A new project was begun to probe the evolution of novel enzyme activities by recruitment of pre-existing proteins. While enzymes are generally highly evolved to perform certain functions, they often have adventitious secondary activities as a consequence of the assemblage of highly reactive groups in their active sites. If these secondary activities become useful to the organism, the enzyme can be recruited to perform a new function. Subsequent mutations can then lead to improvements in that new function. This process has been profoundly important in the evolution of living organisms, providing the basis for the evolution of novel metabolic pathways that have allowed organisms to take advantage of the wide range of environmental niches available on Earth.

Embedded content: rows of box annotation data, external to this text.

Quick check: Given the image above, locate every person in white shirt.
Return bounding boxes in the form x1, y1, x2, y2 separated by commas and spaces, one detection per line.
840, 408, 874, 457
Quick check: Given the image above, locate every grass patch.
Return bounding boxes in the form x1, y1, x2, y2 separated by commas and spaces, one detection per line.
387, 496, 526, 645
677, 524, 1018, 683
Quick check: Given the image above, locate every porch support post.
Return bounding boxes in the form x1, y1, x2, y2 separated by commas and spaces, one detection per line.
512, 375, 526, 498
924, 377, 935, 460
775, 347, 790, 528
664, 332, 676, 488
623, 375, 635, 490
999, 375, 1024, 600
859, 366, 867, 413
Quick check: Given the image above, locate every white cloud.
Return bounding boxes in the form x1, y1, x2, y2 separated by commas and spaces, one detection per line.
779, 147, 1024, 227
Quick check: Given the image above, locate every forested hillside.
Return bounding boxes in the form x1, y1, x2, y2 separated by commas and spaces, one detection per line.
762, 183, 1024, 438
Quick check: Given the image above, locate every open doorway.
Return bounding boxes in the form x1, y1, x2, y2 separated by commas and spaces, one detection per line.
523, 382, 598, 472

We have designed a new experimental system to address a fundamentally important question: from how many sources can a protein be recruited to provide a function critical for life? Some insight into this question can be gained from analysis of known proteins, but the existing repertoire of proteins reflects what did happen, rather than what could have happened. In order to define what could have happened, we plan to knock out genes required for survival in E. coli, and then introduce a plasmid-based library containing all of the genes in E. coli and ask which genes can restore viability, even at a very low level, by providing a protein that can be recruited to fill the missing function. During this first year we generated the plasmid-based library, developed the methods for recovering slow-growing strains that have recruited a new enzyme, and began to create strains in which several critical genes have been knocked out.